Concerning the gain in intracranial volume, a few results after posterior cranial vault distraction were published in the last few years. Some authors reported their outcomes in terms of volume only on distracted children, in a range of 10.2% and 28.5% volume gain [18, 19, 25]. In studies in which both techniques were compared, 25% volume increase in the distraction technique could be achieved, while posterior remodeling showed up to 29% [11, 17]. Those volumetric results reveal similar results compared to our cohort being 26.9%. Interestingly, the volume gain was higher in the second part of our cohort after January 2018 (32%) compared to the earlier half before 2018 (23.6%), indicating some learning curve with the posterior meander expansion technique. Further comparative studies between the two techniques are needed in order to assess the real advantages and disadvantages of different methods.

Interestingly, in our population, the cephalic index was the only parameter which did not show significant differences after surgery in the entire cohort. In a more detailed analysis, syndromic and multisutural infants showed significant reduction of cephalic index after surgery towards a more normal value. In the remaining cohort, the CI values remain unchanged. Thus, the more severe deformities showed a more pronounced brachycephaly and did profit more significantly towards a better proportion of the cephalic index. Tonsillar herniation was observed not in all of the children and, if present, did improve inconstantly after the surgery. The tonsillar herniation was more pronounced in syndromic, multisutural, and older children, while a tendency towards improvement could only be seen in older children. Two factors may be responsible for this finding.
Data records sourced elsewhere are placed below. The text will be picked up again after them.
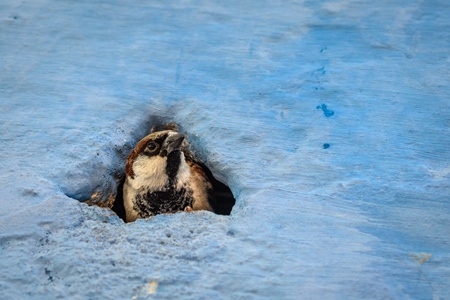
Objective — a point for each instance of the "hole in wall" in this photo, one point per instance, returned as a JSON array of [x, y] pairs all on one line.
[[224, 199]]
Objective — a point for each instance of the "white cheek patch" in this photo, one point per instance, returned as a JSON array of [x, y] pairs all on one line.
[[183, 174], [149, 172]]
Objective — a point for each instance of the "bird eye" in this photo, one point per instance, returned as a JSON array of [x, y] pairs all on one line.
[[152, 146]]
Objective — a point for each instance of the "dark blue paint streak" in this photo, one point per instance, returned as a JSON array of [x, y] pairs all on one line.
[[327, 112]]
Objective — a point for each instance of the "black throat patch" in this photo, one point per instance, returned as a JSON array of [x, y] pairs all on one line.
[[169, 199]]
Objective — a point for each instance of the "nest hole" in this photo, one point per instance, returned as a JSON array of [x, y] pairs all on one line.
[[224, 197]]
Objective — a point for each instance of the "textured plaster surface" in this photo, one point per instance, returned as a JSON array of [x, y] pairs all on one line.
[[330, 122]]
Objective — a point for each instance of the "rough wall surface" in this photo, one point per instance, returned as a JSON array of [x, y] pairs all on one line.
[[330, 121]]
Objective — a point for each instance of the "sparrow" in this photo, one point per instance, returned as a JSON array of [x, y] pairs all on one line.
[[162, 177]]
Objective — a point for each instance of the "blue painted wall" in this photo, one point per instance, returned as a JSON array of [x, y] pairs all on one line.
[[330, 121]]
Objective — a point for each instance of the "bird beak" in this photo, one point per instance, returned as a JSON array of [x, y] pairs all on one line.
[[173, 142]]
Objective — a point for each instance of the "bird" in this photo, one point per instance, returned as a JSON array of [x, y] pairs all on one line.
[[162, 176]]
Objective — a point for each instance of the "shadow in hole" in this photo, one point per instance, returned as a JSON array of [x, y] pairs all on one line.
[[223, 204]]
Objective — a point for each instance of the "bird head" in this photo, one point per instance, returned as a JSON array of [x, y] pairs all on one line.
[[149, 159]]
First is the ongoing dynamic changes which are present even after surgery especially if the children have complex malformations or are still very young, and secondly, the expansion technique of the occipito-parietal vault does not affect too much the tonsillar herniation by itself. This has also been reported previously by others using the same [27] and other techniques [25, 34]. Thus, it was suggested to perform the expansion together with a decompression of the craniocervical junction in the same session [24]. Di Rocco et al. described a good resolution of Chiari symptomatology, but not necessarily an early radiological improvement, similarly to our results [25]. Interestingly, later MRI follow-ups showed actually some radiological improvement of the tonsillar descent (Fig. 3). In our experience, 11.9% already received an osteodural decompression through a suboccipital approach before, while 14.3% were operated later (3 belonged to the early operated group). Our more recent strategy is to decompress the medial portion of the suboccipital barrel stave in order to achieve a craniocervical decompression within one surgery during posterior meander expansion technique.

Conclusion

Our extended experience over a decent period of the past years has enabled us to state that parieto-occipital expansion by means of posterior meander technique is effective in terms of volume gain and safe in terms of low complication rate and postoperative calvarial stability and reossification and is very well comparable with other techniques. The main advantage is represented in the fact that no implants are necessary to achieve decent results. Limitations are mostly related to the ongoing dynamic changes during impaired growth especially in the severely affected children. Further collaborative studies are needed for these rare conditions in order to further improve the surgical strategies.